The proposal promises a “better alternative” to what Brett Dean and his faculty and students “produce”. The flow on effect of Brett Dean’s work is profound and broad-reaching. Consider again the names on the open letter to the Government. Consider the groundswell of opinion on the online petition. Consider all the musicians in all the orchestras throughout the country and beyond: MSO, WASO, TSO, QSO, ASO, SSO, Orchestra Victoria, the AOBO, Australian Chamber Orchestra, Chamber Orchestra of Europe, Berlin and Vienna Philharmonics, and on it goes. These are the opinions that count. So what of the better “alternative”? An alternative proposal will always threaten the essence that the real ANAM has created. ANAM was gestated 14 years ago and has variously stumbled, grown and now bloomed. In the words of John Painter, the visionary who conceived ANAM; “the place is finally producing in the way originally intended.” It is this essence that I, and every musician I know and respect, endorse. The Government’s new so-called “better alternative” is a mirage mired in mirrors and smoke screens.

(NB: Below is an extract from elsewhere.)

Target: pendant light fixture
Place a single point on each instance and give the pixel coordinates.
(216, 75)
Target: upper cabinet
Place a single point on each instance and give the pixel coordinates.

There is no greater endorsement of an institution’s reputation than to appropriate its name and therefore reputation. In the strongest possible terms, the question must be asked who serves to gain from the ring barking of this, the original authentic ANAM, and the construction of the mirage ANAM announced in desperation today? It seems it’s safe to say that the student body would be last on the list. When faced with an actuality as stunningly effective as the real ANAM, anyone parading the notion of a “better alternative” runs the risk of being revealed as a false prophet.
I wonder what Beethoven would say about this?